You place two charges a distance r apart. Then you double each charge and double the distance between the charges. How does the force between the two charges change?
a) The new force is twice as large.
b) The new force is half as large.
c) The new force is four times as large.
d) The new force is four times smaller.
e) The new force is the same.
I picked e). Is this the correct answer. If not, what is the right answer and why? Thank you in advance for your help.
e) The new force is the same.
The correct answer is b) The new force is half as large.
According to Coulomb's law, the force between two charges is directly proportional to the product of the charges and inversely proportional to the square of the distance between them. Let's denote the original charge as Q1, the doubled charge as Q2, the original distance as r1, and the doubled distance as r2.
The original force between the charges is given by:
F1 = (k * Q1 * Q2) / r1^2
where k is a constant.
After doubling each charge and the distance, the new force between the charges is given by:
F2 = (k * 2Q1 * 2Q2) / (2r1)^2
= (k * 4Q1 * Q2) / (4r1^2)
= (k * Q1 * Q2) / r1^2
= F1
As you can see, the new force F2 is equal to the original force F1. Therefore, the correct answer is e) The new force is the same.
Based on the given scenario, you have two charges placed at a distance "r" apart. When you double each charge and double the distance between them, you are effectively modifying the variables in the equation for the force between two charges, which is given by Coulomb's Law.
Coulomb's Law states that the force between two charges is directly proportional to the product of the charges and inversely proportional to the square of the distance between them. Mathematically, it is expressed as:
F = k * (q1 * q2) / r^2
where:
- F is the force between the charges,
- k is the electrostatic constant,
- q1 and q2 are the magnitudes of the charges, and
- r is the distance between the charges.
In this case, you double each charge and double the distance, which means the new values will be 2q and 2r, respectively.
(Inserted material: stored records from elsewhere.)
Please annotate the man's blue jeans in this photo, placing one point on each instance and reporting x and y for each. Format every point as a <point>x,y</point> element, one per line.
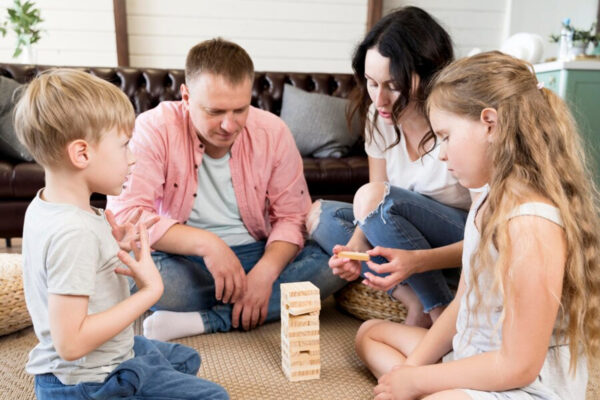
<point>189,286</point>
<point>159,371</point>
<point>403,220</point>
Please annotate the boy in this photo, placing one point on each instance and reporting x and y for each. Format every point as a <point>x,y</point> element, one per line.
<point>77,127</point>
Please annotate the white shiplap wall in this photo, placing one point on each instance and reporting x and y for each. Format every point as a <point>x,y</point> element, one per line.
<point>279,35</point>
<point>75,32</point>
<point>471,23</point>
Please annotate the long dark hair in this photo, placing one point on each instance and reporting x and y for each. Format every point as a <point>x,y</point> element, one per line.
<point>415,43</point>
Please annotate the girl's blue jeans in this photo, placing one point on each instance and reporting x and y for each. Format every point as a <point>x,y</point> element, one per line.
<point>403,220</point>
<point>159,371</point>
<point>189,286</point>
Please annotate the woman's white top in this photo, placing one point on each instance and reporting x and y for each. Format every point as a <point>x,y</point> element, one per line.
<point>427,175</point>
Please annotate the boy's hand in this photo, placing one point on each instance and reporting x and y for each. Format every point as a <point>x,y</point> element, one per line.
<point>130,230</point>
<point>142,268</point>
<point>345,268</point>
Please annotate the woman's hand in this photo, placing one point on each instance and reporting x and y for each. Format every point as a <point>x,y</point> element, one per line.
<point>401,265</point>
<point>345,268</point>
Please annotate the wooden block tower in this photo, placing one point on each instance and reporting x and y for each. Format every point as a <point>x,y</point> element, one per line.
<point>300,355</point>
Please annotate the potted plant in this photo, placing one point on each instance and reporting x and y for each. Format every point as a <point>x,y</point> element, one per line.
<point>580,39</point>
<point>23,19</point>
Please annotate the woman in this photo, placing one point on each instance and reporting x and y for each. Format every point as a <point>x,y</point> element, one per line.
<point>412,212</point>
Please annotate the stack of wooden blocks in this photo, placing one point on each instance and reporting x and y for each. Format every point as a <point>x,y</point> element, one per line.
<point>300,353</point>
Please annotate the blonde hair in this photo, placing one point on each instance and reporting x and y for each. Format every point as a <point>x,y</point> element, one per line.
<point>537,149</point>
<point>62,105</point>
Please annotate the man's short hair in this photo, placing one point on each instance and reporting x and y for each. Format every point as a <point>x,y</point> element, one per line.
<point>62,105</point>
<point>220,57</point>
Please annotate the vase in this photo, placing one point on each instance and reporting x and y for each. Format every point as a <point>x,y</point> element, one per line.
<point>577,49</point>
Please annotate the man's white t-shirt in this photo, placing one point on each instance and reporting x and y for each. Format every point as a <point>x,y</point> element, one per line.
<point>427,175</point>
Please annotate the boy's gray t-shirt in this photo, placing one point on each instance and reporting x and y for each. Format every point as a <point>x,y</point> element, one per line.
<point>69,251</point>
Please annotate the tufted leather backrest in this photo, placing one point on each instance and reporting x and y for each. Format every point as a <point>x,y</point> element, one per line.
<point>146,87</point>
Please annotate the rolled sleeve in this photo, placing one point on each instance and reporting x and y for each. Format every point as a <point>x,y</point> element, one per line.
<point>288,193</point>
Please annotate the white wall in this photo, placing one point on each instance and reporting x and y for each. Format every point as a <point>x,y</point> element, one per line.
<point>470,23</point>
<point>544,17</point>
<point>75,32</point>
<point>485,24</point>
<point>279,35</point>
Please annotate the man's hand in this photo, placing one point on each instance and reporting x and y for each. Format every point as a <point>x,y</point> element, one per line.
<point>142,269</point>
<point>398,384</point>
<point>345,268</point>
<point>401,265</point>
<point>227,271</point>
<point>252,308</point>
<point>130,230</point>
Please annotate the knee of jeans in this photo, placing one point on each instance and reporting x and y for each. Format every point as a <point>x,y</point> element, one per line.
<point>192,361</point>
<point>368,198</point>
<point>312,219</point>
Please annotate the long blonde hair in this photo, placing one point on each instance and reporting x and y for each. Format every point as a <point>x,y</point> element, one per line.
<point>537,149</point>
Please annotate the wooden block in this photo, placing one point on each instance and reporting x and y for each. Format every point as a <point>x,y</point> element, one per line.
<point>300,298</point>
<point>353,255</point>
<point>300,349</point>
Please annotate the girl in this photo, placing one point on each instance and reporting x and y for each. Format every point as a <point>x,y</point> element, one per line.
<point>525,317</point>
<point>413,208</point>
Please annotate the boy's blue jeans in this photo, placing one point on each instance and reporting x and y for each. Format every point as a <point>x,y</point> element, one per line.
<point>404,220</point>
<point>189,286</point>
<point>159,371</point>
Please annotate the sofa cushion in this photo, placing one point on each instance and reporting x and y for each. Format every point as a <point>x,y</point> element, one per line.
<point>318,123</point>
<point>9,144</point>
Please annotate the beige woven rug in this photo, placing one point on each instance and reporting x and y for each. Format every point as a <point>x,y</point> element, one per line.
<point>247,364</point>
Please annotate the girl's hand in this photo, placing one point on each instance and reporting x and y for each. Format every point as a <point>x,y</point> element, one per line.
<point>142,268</point>
<point>129,231</point>
<point>345,268</point>
<point>401,265</point>
<point>398,384</point>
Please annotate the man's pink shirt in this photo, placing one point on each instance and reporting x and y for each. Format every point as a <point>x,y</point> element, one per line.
<point>266,172</point>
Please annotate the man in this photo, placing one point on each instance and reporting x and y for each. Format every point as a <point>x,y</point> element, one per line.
<point>227,182</point>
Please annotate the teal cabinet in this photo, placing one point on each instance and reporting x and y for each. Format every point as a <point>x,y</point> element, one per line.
<point>578,83</point>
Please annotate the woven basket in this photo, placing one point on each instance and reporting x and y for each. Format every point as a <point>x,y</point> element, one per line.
<point>366,303</point>
<point>13,311</point>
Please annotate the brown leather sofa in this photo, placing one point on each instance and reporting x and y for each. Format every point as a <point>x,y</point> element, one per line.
<point>328,178</point>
Now, let's see what happens to the force:
F_new = k * ((2q) * (2q)) / (2r)^2
= k * (4q^2) / (4r^2)
= (k * q^2) / (r^2)
Comparing this with the initial force (F), we can see that the new force (F_new) is equal to the initial force (F). Therefore, the correct answer is e) The new force is the same.
The force between the two charges remains unchanged when you double each charge and double the distance between them since both the numerator and denominator increase by the same factor of 4 (2^2), canceling each other out.